FIGURE 7.

A proposed mechanism of SOD1 fibrillation triggered with conformational disorder of loops IV and VII. A, E,E-SOD1(57/146)^S-S and E,Zn-SOD1(57/146)^S-S (20 μm) were incubated with the indicated concentrations of dithiothreitol (DTT) at 20 °C for 1 h. To quench the reduction reaction, the proteins were precipitated with trichloroacetic acid and reacted with a thiol-specific modifier, iodoacetamide, in the presence of 2% SDS. SOD1 proteins with and without the disulfide bond were then separated by non-reducing SDS-PAGE. B, E,E-SOD1(57/146)^SH and E,Zn-SOD1(57/146)^SH (20 μm) were reacted with mPEG-MAL (0.1 mm, Nanocs Inc.) at 10 °C for 1 h. The modification reaction was quenched by adding 10 mm DTT, and the proteins were analyzed with reducing SDS-PAGE. C, solvent-accessible areas of Cys-57 and Cys-146 in apo- and Zn²⁺-bound SOD1 with a disulfide bond.
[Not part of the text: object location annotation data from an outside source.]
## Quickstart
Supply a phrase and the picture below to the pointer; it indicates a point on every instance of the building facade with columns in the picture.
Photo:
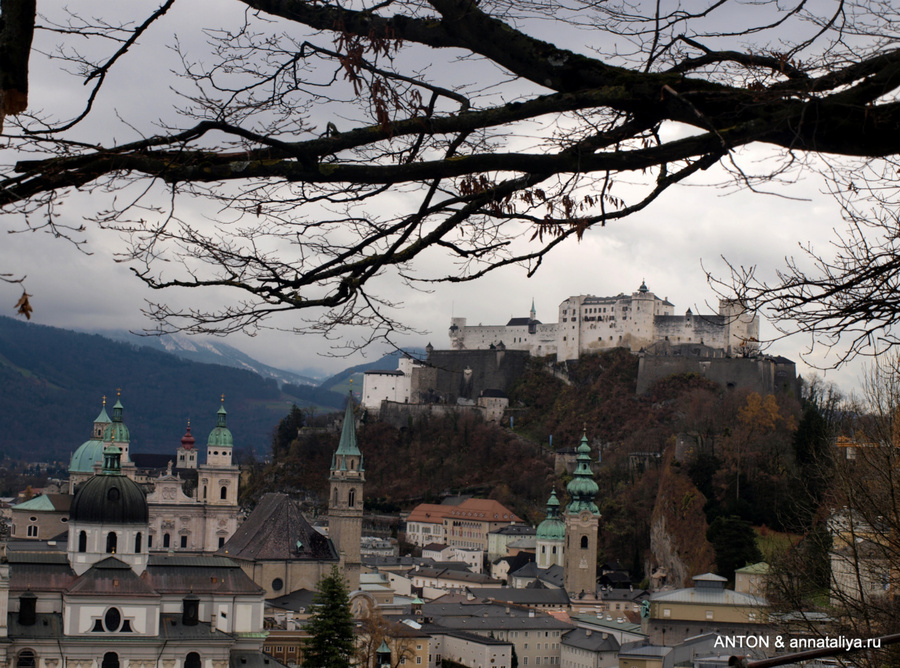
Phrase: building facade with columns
(102, 599)
(193, 502)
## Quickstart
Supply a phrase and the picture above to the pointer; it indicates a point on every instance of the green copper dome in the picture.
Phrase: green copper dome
(91, 451)
(110, 497)
(117, 432)
(582, 488)
(552, 528)
(220, 436)
(84, 458)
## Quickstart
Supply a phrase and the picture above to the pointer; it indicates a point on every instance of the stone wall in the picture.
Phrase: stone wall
(765, 375)
(450, 375)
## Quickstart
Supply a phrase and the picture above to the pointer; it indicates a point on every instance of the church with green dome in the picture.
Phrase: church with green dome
(193, 502)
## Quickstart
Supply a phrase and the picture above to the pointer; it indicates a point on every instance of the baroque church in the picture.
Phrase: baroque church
(101, 599)
(193, 505)
(571, 541)
(128, 585)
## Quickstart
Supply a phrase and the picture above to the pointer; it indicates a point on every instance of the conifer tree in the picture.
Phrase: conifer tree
(331, 625)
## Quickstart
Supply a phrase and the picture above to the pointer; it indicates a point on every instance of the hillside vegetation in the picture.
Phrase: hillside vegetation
(739, 457)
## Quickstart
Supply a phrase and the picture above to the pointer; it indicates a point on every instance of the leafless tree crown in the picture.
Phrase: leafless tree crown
(332, 145)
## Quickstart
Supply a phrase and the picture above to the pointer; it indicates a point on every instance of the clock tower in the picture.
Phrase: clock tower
(582, 519)
(346, 499)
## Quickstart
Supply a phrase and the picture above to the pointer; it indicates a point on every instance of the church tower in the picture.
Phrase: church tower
(346, 500)
(582, 519)
(551, 536)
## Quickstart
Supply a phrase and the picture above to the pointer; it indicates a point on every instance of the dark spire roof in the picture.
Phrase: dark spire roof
(277, 530)
(110, 497)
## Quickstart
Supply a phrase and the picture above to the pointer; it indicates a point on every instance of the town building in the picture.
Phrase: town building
(193, 505)
(467, 525)
(707, 607)
(100, 599)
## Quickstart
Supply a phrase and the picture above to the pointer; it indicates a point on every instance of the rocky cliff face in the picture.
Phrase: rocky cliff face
(678, 528)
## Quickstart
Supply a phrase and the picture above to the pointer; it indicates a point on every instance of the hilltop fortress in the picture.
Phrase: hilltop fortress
(639, 321)
(485, 360)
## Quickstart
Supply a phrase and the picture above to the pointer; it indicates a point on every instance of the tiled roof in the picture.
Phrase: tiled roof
(301, 598)
(429, 512)
(483, 510)
(592, 641)
(522, 596)
(247, 659)
(486, 510)
(276, 530)
(179, 576)
(110, 577)
(47, 503)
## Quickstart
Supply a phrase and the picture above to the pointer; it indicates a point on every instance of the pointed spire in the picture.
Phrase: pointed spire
(112, 460)
(583, 488)
(348, 445)
(221, 414)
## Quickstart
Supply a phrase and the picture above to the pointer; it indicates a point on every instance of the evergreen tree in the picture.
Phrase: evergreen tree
(330, 625)
(735, 544)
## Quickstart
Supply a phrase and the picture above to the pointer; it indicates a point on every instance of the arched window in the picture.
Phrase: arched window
(112, 620)
(26, 659)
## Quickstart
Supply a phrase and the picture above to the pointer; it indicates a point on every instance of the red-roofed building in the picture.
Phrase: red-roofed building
(466, 525)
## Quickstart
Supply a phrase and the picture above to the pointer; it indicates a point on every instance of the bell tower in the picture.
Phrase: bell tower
(346, 499)
(582, 519)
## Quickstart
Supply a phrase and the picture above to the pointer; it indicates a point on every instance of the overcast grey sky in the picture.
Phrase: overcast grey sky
(663, 245)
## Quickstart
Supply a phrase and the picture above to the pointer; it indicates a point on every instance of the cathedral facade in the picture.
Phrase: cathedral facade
(193, 503)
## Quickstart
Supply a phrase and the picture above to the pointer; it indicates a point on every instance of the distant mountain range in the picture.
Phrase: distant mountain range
(208, 351)
(52, 381)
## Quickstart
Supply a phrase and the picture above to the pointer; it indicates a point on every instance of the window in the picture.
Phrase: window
(26, 659)
(112, 620)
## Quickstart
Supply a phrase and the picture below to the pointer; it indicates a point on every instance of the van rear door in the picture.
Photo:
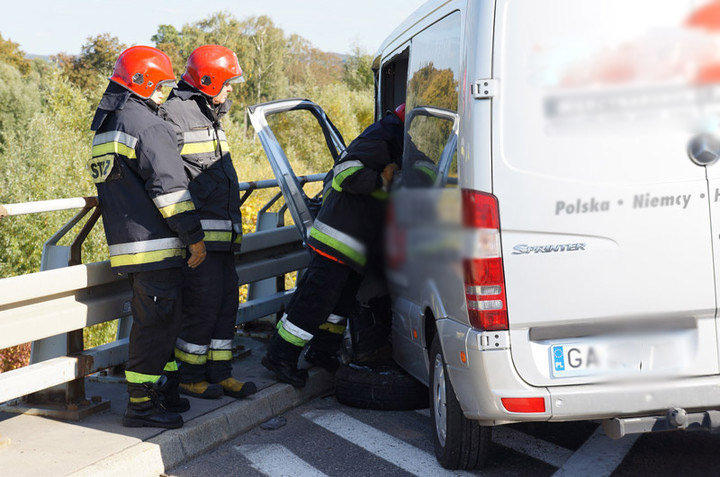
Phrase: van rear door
(290, 184)
(605, 221)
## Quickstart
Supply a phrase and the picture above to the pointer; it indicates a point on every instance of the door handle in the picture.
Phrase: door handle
(704, 149)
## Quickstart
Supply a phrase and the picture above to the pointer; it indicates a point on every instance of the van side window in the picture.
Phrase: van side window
(432, 103)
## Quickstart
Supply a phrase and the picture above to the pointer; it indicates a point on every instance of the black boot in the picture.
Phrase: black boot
(145, 408)
(281, 358)
(171, 399)
(321, 358)
(322, 350)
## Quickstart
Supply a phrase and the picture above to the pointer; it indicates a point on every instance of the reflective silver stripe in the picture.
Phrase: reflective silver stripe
(340, 236)
(115, 136)
(343, 166)
(335, 319)
(172, 198)
(216, 224)
(424, 163)
(183, 345)
(203, 135)
(294, 330)
(145, 246)
(197, 136)
(220, 344)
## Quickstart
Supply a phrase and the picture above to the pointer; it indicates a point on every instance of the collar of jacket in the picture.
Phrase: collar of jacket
(185, 91)
(113, 99)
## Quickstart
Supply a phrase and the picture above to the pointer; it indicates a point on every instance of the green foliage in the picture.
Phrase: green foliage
(19, 101)
(97, 58)
(11, 54)
(357, 70)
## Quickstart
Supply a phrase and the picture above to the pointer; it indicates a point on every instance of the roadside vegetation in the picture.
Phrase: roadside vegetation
(46, 108)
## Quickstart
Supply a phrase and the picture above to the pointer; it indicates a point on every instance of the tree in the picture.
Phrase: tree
(90, 69)
(11, 54)
(357, 70)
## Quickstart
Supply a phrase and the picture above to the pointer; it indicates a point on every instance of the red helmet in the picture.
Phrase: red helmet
(210, 67)
(400, 112)
(141, 69)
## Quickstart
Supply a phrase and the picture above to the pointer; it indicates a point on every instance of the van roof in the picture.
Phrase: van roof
(416, 17)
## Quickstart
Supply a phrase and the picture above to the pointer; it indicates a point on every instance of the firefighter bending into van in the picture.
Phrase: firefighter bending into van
(149, 220)
(348, 226)
(210, 294)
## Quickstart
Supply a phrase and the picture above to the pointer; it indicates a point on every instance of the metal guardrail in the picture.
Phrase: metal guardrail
(51, 307)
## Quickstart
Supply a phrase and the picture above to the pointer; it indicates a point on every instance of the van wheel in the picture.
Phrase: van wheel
(382, 386)
(460, 443)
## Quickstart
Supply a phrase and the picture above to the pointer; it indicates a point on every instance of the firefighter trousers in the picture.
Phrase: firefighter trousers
(324, 300)
(157, 310)
(210, 302)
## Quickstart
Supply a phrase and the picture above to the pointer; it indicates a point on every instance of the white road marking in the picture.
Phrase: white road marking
(531, 446)
(385, 446)
(598, 456)
(275, 460)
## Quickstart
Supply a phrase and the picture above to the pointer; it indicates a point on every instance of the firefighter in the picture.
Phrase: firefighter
(347, 228)
(149, 220)
(210, 295)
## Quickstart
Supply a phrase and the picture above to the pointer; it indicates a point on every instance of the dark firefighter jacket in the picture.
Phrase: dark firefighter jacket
(147, 210)
(206, 156)
(351, 218)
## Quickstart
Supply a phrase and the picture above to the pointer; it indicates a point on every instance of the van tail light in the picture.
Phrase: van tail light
(527, 405)
(482, 263)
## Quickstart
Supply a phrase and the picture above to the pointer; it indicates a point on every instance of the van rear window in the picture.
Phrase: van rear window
(583, 80)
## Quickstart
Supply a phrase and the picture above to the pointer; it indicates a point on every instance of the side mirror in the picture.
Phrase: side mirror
(704, 149)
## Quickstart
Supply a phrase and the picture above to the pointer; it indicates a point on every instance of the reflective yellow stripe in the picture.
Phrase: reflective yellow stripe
(137, 378)
(145, 257)
(219, 355)
(174, 209)
(116, 147)
(215, 236)
(190, 358)
(333, 328)
(203, 147)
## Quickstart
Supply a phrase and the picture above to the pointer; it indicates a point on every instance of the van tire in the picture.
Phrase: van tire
(381, 386)
(466, 444)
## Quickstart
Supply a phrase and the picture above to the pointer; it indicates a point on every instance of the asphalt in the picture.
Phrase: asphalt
(99, 445)
(325, 438)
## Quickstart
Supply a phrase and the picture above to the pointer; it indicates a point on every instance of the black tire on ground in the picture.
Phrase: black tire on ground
(466, 443)
(381, 386)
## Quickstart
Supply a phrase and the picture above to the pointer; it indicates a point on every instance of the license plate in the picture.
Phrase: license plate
(571, 360)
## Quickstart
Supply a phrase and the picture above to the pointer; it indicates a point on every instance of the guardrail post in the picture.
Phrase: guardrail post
(66, 401)
(267, 221)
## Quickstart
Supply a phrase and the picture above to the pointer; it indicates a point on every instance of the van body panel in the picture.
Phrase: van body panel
(604, 219)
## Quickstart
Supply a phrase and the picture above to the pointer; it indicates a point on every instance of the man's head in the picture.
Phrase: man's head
(400, 112)
(143, 70)
(212, 69)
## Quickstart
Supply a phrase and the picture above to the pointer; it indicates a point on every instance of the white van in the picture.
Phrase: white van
(554, 237)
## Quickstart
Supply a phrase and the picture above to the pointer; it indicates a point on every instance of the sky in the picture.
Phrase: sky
(46, 27)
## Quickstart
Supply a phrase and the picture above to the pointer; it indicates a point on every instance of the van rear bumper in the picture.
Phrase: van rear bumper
(490, 375)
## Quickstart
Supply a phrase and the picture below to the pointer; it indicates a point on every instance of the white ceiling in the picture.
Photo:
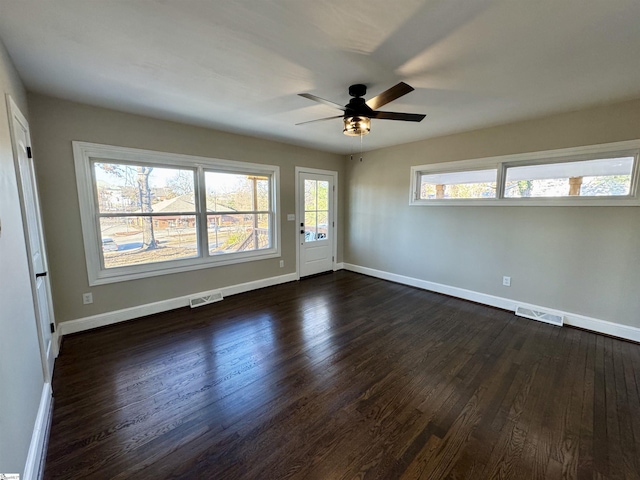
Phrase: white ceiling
(239, 65)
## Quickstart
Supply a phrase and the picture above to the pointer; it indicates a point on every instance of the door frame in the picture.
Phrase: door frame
(334, 243)
(16, 114)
Each model in the NMR structures of E,Zn-SOD1^S-S (35 models: PDB ID, 1KMG) and E,E-SOD1^S-S (30 models: PDB ID, 1RK7) was used for calculation of the accessible areas of Cys residues using GetArea. The areas are expressed as a percentage ratio of the surface area in proteins to that in the random coil state. D, a proposed scheme of SOD1 fibrillation. Dissociation of metal ions resulted in significant disorder of loops IV and VII, which allows intracellular reductants to attack the disulfide bond and thereby facilitate the formation of the most immature SOD1. The most immature SOD1 had a unique ellipsoidal conformation, which is accessible to further fibrillation.